Q: I am a new homeowner. I purchased a condo townhouse last year with money from an inheritance, so I am lucky that I have no mortgage.
I filed for a homestead exemption with my county. What all does this do for me? I just want to know more about how this works.
Also, can I deduct my Homeowners Association fees from my income taxes? I pay $272 a month to my HOA and that’s about an eighth of my take-home pay.
A: Congratulations on becoming a homeowner. It’s a good time to buy a house for some – if you can afford it and you can qualify for a loan (not an issue for you).
The homestead exemption helps reduces your overall property tax bill. So, it’s a good idea to file for it. In some states, senior citizens often pick up an even bigger reduction in real estate taxes, so keep that in mind once you hit the minimum age (which varies from state-to-state).
But for the particulars of any homestead exemption in your county, you should place a call to the tax office there. Most counties also have websites and those sites often explain how homestead exemptions work.

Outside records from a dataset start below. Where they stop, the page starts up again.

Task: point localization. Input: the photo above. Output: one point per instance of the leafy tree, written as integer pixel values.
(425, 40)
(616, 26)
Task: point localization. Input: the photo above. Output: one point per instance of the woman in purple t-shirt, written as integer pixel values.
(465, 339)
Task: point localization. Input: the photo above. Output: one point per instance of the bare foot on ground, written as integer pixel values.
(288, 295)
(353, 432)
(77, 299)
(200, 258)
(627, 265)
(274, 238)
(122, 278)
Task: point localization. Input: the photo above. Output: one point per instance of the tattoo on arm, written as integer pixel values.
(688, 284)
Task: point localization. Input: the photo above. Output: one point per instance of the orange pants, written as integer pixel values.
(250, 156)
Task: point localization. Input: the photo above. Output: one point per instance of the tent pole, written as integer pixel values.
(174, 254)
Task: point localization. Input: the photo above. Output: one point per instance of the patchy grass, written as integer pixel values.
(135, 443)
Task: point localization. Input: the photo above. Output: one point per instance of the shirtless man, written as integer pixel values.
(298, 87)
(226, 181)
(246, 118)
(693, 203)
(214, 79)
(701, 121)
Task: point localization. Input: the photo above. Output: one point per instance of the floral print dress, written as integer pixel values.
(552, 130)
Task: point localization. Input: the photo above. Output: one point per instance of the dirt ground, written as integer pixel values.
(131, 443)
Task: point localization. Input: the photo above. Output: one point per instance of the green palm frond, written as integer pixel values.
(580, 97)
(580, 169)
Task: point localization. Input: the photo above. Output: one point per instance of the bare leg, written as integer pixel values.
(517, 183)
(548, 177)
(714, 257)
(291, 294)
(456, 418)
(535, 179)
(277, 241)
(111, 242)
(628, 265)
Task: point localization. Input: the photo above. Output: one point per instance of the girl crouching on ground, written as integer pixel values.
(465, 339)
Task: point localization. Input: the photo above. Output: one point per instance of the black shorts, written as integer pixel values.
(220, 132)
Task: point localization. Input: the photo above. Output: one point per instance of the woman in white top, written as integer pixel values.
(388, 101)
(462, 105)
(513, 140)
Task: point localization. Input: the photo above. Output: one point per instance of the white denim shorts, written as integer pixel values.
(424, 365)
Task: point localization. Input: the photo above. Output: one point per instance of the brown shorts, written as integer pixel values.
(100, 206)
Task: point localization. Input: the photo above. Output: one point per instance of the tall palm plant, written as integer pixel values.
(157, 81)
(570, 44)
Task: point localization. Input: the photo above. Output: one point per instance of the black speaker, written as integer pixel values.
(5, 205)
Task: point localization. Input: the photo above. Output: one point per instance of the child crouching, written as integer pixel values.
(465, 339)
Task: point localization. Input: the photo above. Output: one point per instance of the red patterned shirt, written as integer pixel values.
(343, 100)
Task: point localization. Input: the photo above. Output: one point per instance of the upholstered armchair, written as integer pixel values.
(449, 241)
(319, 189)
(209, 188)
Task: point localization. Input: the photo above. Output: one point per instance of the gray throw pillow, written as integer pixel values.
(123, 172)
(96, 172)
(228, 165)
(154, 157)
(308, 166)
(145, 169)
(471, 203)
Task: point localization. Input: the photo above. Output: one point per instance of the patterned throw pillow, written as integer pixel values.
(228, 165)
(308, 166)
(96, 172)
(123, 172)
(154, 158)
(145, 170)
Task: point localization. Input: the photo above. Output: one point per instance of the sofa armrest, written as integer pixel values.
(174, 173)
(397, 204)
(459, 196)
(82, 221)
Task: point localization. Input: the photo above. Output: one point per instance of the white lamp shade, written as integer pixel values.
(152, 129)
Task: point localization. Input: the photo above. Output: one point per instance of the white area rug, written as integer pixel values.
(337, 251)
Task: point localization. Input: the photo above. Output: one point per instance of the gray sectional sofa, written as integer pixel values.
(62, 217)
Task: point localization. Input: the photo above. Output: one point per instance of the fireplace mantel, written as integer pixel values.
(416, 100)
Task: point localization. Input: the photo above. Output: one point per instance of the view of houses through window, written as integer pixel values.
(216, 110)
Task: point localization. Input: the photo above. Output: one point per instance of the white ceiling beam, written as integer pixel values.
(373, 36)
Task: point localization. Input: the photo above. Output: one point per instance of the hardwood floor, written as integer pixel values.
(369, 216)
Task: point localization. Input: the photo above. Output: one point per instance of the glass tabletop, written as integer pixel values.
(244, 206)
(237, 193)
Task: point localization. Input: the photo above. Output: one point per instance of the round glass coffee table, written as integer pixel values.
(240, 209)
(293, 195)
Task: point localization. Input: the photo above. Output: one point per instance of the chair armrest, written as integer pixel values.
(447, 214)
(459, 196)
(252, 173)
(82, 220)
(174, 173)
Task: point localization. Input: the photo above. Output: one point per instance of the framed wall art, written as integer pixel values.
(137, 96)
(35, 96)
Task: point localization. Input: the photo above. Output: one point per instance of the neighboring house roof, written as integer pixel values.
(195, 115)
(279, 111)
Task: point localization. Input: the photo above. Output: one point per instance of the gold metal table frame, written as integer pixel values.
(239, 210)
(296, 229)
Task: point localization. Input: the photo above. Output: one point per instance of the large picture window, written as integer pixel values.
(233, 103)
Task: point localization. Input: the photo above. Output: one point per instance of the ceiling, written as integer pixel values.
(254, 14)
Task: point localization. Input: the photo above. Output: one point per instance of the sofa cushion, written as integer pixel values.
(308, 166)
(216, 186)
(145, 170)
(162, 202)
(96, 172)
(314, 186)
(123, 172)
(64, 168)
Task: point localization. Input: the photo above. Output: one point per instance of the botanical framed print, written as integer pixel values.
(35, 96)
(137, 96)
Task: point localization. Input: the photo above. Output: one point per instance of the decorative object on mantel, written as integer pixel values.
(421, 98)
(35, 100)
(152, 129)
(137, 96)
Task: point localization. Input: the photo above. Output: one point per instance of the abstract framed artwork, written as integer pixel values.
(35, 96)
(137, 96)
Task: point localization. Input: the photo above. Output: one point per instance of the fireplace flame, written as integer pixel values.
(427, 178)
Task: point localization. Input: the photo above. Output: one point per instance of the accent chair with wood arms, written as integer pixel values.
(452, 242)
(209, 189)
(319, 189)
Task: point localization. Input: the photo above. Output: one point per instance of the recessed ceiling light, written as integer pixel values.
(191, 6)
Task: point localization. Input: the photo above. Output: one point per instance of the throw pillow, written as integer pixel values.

Unfortunately, you cannot write off your homeowners’ association fees or dues on your taxes. I know that’s a big expense, but the only things you can write off on your taxes are the interest you pay on your mortgage or home equity line of credit and your real estate property taxes.
And, you can only write off these expenses if you itemize on your federal income tax return. More than two-thirds of Americans take the standard deduction, so they wouldn’t be able to take these deductions at all.